Robotic Fly
When I first read about this robotic fly I thought for sure that Mark Tilden was behind it. He most likely is involved in some way but any indication of that.
When I walked into Mark's office for the first time way back in the late 80's I was just amazed and totally speechless. His robots, made from little more than scrap electronics, where just amazing and twitching all over the place.

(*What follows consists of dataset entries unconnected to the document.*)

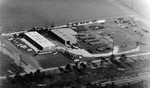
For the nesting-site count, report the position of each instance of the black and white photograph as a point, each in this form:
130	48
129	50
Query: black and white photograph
74	43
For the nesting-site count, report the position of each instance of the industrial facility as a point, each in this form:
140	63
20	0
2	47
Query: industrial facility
40	42
65	35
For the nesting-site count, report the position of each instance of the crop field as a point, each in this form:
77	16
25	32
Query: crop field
7	66
34	13
121	34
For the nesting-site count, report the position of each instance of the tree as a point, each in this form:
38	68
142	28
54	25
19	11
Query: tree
123	58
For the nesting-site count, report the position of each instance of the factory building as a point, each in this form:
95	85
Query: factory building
40	42
65	35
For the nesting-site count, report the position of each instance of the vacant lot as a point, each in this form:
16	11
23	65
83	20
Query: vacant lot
32	13
7	65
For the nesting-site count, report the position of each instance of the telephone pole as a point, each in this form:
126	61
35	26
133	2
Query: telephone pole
132	5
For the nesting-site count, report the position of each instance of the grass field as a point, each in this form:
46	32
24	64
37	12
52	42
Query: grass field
7	64
29	13
140	6
121	35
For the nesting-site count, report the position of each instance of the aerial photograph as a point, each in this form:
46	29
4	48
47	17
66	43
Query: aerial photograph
74	43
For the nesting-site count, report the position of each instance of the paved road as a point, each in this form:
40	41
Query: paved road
126	80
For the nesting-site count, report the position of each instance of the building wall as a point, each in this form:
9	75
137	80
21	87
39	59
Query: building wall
33	42
59	38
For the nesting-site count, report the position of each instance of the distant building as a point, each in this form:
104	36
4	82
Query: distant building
39	41
65	35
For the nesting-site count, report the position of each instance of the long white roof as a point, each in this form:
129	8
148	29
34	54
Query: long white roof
65	33
38	38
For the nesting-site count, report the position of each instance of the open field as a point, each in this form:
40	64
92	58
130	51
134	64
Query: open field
34	13
7	66
127	35
140	6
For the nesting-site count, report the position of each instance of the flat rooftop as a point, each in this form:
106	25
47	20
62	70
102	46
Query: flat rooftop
39	39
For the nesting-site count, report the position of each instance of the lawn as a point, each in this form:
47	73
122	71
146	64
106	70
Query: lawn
7	65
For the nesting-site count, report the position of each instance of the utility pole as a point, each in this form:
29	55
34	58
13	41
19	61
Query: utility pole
112	45
132	5
46	23
20	57
1	46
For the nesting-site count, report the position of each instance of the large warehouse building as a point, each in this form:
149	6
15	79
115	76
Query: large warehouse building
39	41
65	35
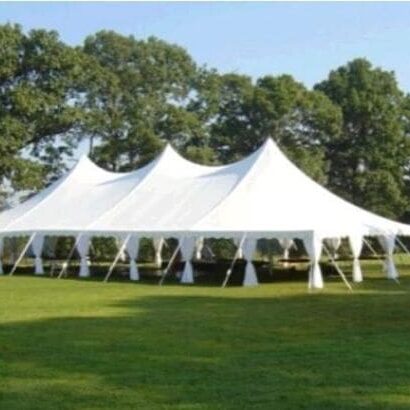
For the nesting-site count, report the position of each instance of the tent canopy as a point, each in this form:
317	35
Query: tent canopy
263	195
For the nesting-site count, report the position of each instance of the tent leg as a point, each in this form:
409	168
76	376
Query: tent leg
339	271
229	271
367	243
22	254
70	255
375	254
402	245
117	257
171	261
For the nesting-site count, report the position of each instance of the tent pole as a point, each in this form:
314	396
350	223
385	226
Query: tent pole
402	245
70	255
170	262
370	247
229	271
339	271
375	254
117	257
21	256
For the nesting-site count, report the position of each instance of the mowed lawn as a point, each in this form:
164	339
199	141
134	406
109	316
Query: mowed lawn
78	344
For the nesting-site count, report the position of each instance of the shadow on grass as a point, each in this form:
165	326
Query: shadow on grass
311	352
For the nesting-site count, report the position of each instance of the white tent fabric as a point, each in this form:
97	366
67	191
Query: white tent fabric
249	248
356	244
187	248
333	244
158	245
37	246
132	250
313	245
83	245
261	196
199	246
286	244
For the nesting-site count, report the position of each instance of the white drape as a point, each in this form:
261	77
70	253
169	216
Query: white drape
313	246
1	255
132	250
333	244
239	250
83	246
388	243
356	244
158	244
249	247
286	244
187	249
199	245
37	247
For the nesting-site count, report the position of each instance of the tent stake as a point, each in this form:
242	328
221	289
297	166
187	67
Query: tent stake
339	271
117	257
70	255
170	262
229	271
21	256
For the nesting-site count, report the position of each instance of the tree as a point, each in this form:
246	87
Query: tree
370	159
39	78
137	101
244	115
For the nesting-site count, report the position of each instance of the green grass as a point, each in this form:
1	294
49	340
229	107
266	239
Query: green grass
77	344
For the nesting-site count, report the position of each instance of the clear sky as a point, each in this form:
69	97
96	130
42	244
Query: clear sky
302	39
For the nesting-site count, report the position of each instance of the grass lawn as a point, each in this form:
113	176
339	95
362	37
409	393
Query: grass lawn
78	344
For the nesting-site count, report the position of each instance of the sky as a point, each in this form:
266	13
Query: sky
305	40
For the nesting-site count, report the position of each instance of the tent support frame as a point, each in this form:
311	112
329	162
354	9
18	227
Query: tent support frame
23	252
70	255
117	258
170	262
339	271
229	271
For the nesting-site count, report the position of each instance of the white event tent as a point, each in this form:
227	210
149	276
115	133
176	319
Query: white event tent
262	196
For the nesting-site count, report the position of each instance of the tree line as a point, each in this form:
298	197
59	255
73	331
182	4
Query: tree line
127	97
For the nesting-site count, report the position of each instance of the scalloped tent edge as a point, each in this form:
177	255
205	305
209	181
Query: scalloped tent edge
261	196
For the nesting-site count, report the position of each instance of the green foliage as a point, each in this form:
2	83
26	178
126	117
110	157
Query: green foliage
370	159
129	97
39	77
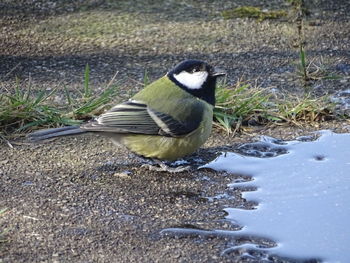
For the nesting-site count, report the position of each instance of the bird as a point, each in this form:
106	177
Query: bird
168	119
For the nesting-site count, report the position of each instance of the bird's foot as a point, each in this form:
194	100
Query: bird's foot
162	167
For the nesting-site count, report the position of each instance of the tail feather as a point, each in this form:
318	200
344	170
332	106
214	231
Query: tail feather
55	132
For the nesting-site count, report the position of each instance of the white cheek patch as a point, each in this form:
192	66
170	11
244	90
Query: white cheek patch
192	80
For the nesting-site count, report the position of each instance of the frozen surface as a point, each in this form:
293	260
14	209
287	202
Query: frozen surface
303	196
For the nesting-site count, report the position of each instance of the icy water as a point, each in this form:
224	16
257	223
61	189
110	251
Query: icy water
302	195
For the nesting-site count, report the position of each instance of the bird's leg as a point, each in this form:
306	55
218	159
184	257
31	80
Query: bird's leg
162	167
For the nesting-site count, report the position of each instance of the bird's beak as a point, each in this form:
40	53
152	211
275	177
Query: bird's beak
217	72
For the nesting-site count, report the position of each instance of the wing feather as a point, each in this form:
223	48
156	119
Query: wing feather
136	117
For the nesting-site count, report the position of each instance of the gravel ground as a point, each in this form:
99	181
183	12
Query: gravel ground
80	199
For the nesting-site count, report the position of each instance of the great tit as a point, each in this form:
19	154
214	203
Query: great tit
168	119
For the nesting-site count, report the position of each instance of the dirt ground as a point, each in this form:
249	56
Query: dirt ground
80	199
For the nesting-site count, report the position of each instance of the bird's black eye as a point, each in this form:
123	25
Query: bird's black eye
195	69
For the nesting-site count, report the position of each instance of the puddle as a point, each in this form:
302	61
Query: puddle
302	196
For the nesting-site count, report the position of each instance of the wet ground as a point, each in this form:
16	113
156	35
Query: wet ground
80	199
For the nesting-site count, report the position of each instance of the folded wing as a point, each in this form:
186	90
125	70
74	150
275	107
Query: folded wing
136	117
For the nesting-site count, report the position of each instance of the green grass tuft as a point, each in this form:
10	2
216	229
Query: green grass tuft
3	231
253	12
24	109
243	104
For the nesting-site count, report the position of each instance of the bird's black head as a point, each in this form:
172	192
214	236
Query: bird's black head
196	77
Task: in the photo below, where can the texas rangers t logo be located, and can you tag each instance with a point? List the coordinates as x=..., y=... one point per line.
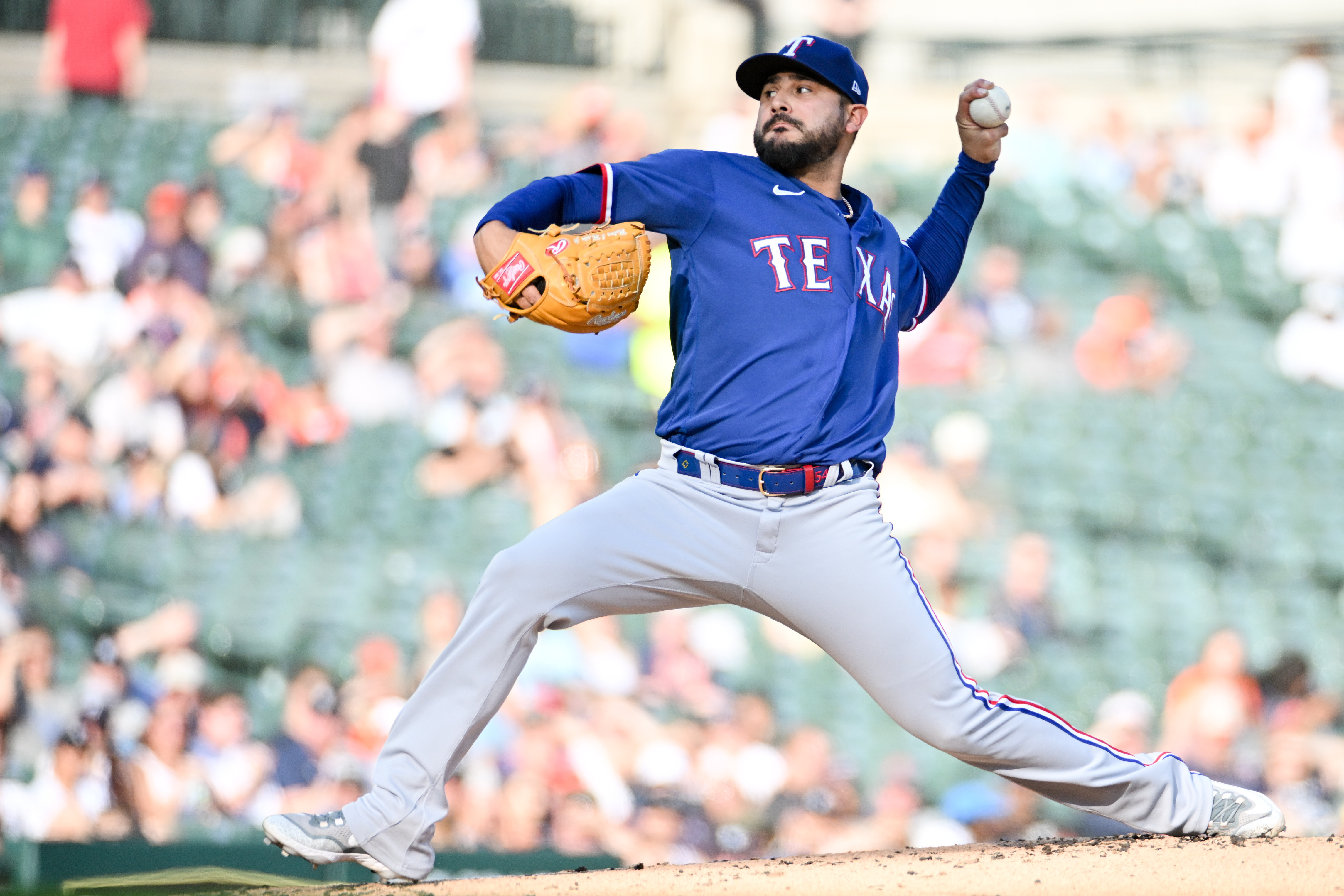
x=792, y=50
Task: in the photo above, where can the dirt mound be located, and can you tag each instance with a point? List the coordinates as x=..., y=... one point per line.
x=1108, y=867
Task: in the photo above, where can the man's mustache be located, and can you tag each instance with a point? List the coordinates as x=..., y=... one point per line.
x=776, y=119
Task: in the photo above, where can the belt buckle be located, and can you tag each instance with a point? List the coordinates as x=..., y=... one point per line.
x=771, y=468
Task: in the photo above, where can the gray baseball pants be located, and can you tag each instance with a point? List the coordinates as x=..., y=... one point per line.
x=824, y=565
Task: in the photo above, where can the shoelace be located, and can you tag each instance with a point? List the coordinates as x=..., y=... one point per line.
x=1226, y=809
x=330, y=819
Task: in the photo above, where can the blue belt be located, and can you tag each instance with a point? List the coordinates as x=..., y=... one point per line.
x=777, y=481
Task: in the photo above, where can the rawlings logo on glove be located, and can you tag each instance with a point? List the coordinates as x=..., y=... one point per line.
x=588, y=281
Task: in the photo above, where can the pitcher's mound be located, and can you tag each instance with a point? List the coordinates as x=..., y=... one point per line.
x=1111, y=867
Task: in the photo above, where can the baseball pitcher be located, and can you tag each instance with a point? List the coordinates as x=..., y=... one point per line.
x=788, y=295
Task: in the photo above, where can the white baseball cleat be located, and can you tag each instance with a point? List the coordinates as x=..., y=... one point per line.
x=323, y=840
x=1244, y=813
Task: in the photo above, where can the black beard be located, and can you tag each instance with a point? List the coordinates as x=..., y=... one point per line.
x=790, y=156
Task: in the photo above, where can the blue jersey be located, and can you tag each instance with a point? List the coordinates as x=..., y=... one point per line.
x=785, y=316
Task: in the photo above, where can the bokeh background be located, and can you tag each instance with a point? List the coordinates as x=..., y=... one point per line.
x=260, y=434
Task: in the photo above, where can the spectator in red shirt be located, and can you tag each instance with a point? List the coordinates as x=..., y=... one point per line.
x=96, y=48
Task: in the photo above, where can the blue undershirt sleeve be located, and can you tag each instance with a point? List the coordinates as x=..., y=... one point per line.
x=940, y=244
x=569, y=199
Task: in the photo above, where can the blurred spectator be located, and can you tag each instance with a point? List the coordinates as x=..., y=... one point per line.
x=441, y=613
x=470, y=420
x=78, y=327
x=167, y=252
x=611, y=667
x=1104, y=163
x=1311, y=342
x=96, y=48
x=36, y=710
x=962, y=444
x=1125, y=720
x=918, y=497
x=677, y=674
x=1210, y=707
x=449, y=160
x=237, y=769
x=373, y=696
x=308, y=765
x=1304, y=758
x=103, y=240
x=943, y=351
x=168, y=785
x=1250, y=175
x=586, y=127
x=337, y=260
x=31, y=242
x=72, y=477
x=651, y=345
x=353, y=347
x=1127, y=348
x=1023, y=600
x=272, y=150
x=64, y=802
x=423, y=54
x=388, y=158
x=847, y=22
x=1007, y=313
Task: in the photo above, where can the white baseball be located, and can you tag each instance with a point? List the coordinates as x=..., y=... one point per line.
x=992, y=109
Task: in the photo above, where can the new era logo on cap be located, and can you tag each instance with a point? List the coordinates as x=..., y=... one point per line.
x=827, y=61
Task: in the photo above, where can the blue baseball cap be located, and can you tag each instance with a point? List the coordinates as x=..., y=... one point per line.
x=827, y=61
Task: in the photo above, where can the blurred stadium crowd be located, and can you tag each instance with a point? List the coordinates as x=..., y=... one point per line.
x=175, y=346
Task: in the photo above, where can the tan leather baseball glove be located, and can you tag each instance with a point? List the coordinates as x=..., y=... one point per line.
x=589, y=281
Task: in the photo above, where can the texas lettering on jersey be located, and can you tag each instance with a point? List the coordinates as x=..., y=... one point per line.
x=783, y=311
x=814, y=257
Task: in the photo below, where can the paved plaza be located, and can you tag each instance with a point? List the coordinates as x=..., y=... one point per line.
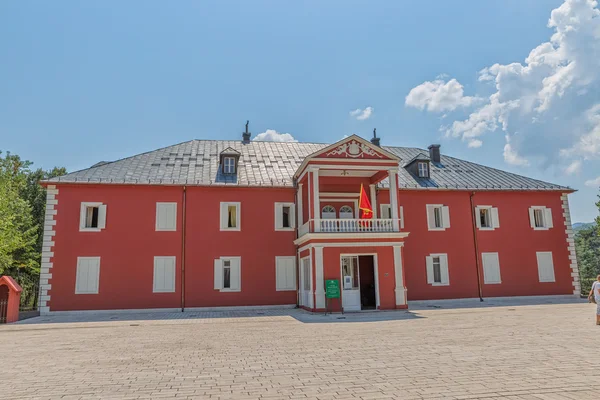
x=528, y=350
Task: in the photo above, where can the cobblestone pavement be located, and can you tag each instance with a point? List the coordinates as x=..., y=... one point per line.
x=508, y=352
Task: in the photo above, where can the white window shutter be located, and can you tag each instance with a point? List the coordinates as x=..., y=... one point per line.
x=430, y=217
x=429, y=262
x=235, y=274
x=548, y=218
x=218, y=274
x=495, y=218
x=444, y=269
x=82, y=215
x=446, y=216
x=401, y=217
x=224, y=215
x=292, y=216
x=531, y=218
x=102, y=216
x=278, y=216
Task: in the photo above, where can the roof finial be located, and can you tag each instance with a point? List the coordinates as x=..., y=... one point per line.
x=246, y=135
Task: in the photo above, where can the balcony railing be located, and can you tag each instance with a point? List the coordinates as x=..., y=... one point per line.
x=347, y=225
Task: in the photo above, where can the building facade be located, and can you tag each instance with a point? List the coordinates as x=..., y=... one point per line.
x=213, y=224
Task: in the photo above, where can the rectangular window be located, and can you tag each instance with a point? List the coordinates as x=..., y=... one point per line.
x=491, y=268
x=229, y=165
x=88, y=275
x=285, y=216
x=423, y=170
x=545, y=266
x=438, y=217
x=540, y=218
x=164, y=274
x=166, y=216
x=437, y=269
x=487, y=217
x=306, y=273
x=92, y=217
x=285, y=273
x=230, y=216
x=228, y=274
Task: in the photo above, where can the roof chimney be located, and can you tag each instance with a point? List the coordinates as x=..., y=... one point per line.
x=375, y=140
x=434, y=152
x=246, y=135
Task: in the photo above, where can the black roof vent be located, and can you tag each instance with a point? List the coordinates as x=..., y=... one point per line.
x=246, y=135
x=434, y=153
x=375, y=140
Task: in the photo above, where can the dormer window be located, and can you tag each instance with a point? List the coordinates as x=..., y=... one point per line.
x=423, y=169
x=229, y=165
x=228, y=160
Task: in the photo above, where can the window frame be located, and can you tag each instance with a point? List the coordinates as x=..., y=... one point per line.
x=158, y=210
x=444, y=269
x=444, y=216
x=238, y=261
x=173, y=259
x=83, y=216
x=426, y=169
x=294, y=285
x=224, y=207
x=79, y=260
x=226, y=167
x=279, y=216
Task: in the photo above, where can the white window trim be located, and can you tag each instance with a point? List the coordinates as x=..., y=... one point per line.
x=430, y=226
x=239, y=260
x=82, y=216
x=79, y=259
x=537, y=257
x=168, y=290
x=225, y=205
x=279, y=215
x=545, y=213
x=419, y=163
x=157, y=228
x=485, y=278
x=290, y=289
x=445, y=256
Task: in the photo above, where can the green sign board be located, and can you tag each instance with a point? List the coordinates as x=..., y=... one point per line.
x=332, y=289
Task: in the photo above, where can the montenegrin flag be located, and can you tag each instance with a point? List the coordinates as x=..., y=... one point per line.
x=366, y=212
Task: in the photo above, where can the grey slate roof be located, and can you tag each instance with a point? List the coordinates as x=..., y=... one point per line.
x=273, y=164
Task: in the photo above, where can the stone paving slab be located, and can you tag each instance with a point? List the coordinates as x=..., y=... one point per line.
x=542, y=351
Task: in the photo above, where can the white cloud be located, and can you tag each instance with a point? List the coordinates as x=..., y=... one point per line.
x=593, y=182
x=511, y=156
x=439, y=96
x=361, y=115
x=573, y=168
x=271, y=135
x=547, y=105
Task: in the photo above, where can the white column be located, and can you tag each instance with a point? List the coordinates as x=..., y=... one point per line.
x=319, y=280
x=373, y=200
x=394, y=198
x=400, y=289
x=300, y=210
x=316, y=202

Mark is the genius behind BEAM robotics. I remember reading about how his robots built from scrap electronics costing less that $10 would win in competitions up against MIT's robots with $10,000's of dollars behind them. Here is a little excerpt from an interview in March 2000 related to that:
No, the fact is is that there aren't very many military or government applications, In fact, I'd reallly like to get out. But the problem is is that this is a very new concept in robotics, and unfortunately it's just not popular. I've stood up in front of entire audiences with machines that don't have a single computer inside them, and they kicked butt. Sorry, they kicked ro-butt! I used to go around to an awful lot of international competitions - micromouse and all-terrain and walking vehicles and stuff like that, and I just put my machines down and they just stomp on M.I.T.'s head. And after a while I'd discuss it, and I suddenly realized that I wasn't' gaining too much popularity. You show up with a device which essentially does things by itself, and you just sit there with your hands in your pockets. It just basically gets a lot of people pissed off. Because when somebody has spent the past ten years building a six-legged bug and it barely gets off the ground, and you built something out of a couple of dead Walkmans and it basically just kicked them off of the sumo stage, it tends to make people angry, because they love their computers. I love my computer, but I know that I'll never give it legs; it can't use 'em!